BY STEPHANIE STEINBERG
Daily News Editor
Published November 2, 2010
Students and Ann Arbor residents were abuzz with talk of the midterm elections yesterday, but a few years ago one professor caught a different type of election fever.
Business Prof. Jan Svenjar announced his candidacy to become president of the Czech Republic in December 2007. Though Svenjar was ultimately unsuccessful in his bid for the presidency, former Czech President Vaclav Havel endorsed Svejnar for the position while he taught at the University. Svejnar previously served as an economic advisor to Havel and helped develop plans for establishing a free market economy in the country.
According to a Jan. 3, 2008 article in The Michigan Daily, University President Mary Sue Coleman supported Svejnar’s nomination and promised he could remain a professor while campaigning.
In order to bolster his campaign against incumbent Vaclav Klaus, 10 days before the election in February 2008 Svejnar announced he would give up his U.S. citizenship.
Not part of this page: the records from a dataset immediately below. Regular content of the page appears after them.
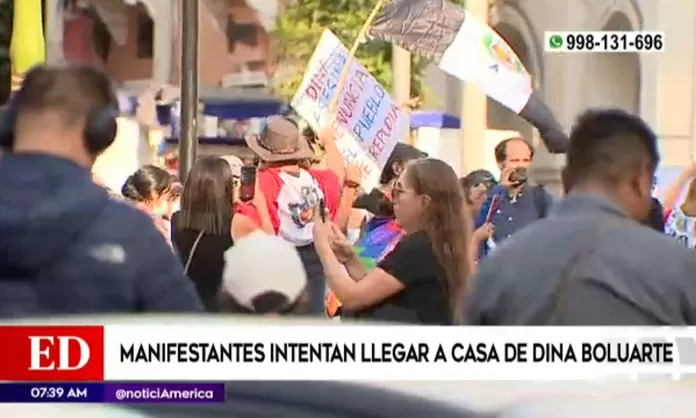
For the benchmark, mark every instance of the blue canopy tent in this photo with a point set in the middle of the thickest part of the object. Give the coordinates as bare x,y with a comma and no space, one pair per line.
225,104
430,119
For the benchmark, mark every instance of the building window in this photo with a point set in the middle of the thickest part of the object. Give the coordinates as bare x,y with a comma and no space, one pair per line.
102,36
246,33
146,30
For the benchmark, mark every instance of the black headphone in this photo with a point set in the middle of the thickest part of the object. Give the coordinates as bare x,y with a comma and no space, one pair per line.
100,127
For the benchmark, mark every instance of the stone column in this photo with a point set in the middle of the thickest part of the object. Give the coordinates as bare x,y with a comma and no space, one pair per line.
668,82
473,110
163,40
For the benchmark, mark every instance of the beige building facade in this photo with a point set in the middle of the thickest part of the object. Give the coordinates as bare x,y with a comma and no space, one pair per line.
660,87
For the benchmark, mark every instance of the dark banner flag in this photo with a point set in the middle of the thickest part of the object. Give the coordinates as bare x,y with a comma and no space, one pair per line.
471,51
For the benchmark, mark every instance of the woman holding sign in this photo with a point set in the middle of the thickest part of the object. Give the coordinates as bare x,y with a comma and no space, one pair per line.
423,279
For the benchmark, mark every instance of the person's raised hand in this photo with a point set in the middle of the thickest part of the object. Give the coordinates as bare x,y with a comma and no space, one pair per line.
505,174
326,134
342,247
322,228
484,232
353,174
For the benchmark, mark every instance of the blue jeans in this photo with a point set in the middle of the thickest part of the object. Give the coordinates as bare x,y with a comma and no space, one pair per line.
316,283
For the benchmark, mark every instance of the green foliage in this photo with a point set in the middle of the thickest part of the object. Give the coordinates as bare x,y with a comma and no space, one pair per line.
299,28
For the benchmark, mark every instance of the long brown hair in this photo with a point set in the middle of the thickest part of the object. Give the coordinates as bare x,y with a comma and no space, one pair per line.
448,224
206,201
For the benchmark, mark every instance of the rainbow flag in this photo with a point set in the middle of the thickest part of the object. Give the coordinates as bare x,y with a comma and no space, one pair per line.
28,47
381,236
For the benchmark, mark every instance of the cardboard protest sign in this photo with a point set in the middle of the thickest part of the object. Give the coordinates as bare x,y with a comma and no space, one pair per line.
368,124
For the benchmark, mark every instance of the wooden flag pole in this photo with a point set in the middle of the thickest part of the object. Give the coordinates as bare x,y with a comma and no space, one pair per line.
351,55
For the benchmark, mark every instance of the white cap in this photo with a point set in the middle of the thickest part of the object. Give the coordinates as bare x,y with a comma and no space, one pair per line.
261,263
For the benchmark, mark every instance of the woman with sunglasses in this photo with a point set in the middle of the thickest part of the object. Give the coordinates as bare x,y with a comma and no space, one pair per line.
423,279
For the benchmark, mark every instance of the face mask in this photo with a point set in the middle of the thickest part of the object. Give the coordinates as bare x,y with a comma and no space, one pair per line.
161,210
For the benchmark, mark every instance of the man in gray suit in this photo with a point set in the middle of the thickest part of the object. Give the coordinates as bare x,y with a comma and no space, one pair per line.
590,262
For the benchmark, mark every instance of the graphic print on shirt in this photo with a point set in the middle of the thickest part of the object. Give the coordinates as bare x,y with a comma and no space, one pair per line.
297,199
302,213
681,227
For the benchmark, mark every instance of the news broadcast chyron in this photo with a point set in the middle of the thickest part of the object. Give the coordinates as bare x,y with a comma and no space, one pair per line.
216,353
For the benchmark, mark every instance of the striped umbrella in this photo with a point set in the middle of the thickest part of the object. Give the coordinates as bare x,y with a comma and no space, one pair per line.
28,47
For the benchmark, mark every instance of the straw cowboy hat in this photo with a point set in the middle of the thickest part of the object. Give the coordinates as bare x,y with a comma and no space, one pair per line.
279,140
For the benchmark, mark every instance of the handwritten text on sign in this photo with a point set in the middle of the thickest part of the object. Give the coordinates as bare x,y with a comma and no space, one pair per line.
367,122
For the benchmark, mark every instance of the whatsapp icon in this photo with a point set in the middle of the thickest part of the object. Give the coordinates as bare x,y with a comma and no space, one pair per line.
555,42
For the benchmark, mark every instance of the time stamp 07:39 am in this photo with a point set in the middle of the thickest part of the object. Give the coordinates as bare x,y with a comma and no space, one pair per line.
604,41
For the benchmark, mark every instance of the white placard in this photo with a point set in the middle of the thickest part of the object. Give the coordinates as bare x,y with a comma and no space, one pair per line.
368,124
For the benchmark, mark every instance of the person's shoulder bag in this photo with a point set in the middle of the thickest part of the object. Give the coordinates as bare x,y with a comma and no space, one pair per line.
193,251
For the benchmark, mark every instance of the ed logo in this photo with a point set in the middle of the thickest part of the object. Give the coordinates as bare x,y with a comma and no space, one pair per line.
62,353
45,350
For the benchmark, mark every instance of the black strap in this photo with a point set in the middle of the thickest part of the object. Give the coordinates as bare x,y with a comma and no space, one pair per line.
540,202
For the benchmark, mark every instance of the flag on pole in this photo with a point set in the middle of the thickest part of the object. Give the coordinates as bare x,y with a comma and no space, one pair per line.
27,48
471,51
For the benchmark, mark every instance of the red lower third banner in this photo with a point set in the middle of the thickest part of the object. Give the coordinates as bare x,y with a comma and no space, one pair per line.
51,353
112,392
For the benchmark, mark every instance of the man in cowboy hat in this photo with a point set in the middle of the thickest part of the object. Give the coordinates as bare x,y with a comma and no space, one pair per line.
292,193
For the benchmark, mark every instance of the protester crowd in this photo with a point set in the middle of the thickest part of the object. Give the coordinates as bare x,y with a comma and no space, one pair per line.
424,247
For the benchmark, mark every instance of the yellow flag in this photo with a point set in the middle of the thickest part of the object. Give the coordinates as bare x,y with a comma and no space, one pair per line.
28,47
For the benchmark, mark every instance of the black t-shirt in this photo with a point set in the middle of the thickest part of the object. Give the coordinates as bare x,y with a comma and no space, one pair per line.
423,300
207,263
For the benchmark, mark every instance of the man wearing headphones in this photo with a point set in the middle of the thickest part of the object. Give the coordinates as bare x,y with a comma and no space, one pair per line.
65,246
Katherine Terrell, Svejnar’s wife, told the Daily in a Jan. 29, 2008 article that her husband was willing to drop his American citizenship because he wanted to show his loyalty to Czech citizens. Terrell, a former Business and Public Policy professor, died of respiratory complications last December.
"It was not easy because he has great attachment to the United States, the country that offered him a new home," Terrell said in 2008.
Despite Svejnar’s efforts, Klaus won with a final vote of 141-111 after a second election, which was needed to reach a majority of at least 140 votes in the Czech parliament since the president is not elected by the public.
Svejnar said one of the reasons he ran was to try to cut down the amount of bribery involving officials in the Czech government.
"There was an incredible amount of pressure tactics and corruption," Svejnar said in a Feb. 18, 2008 Daily article.
Svejnar graduated from Cornell University and Princeton University, and received degrees in economics and industrial and labor relations. His research concerns government policies on labor and capital markets as well as corporate governance and performance.
Today, Svejnar is the director of the University’s International Policy Center and a professor of economics and public policy.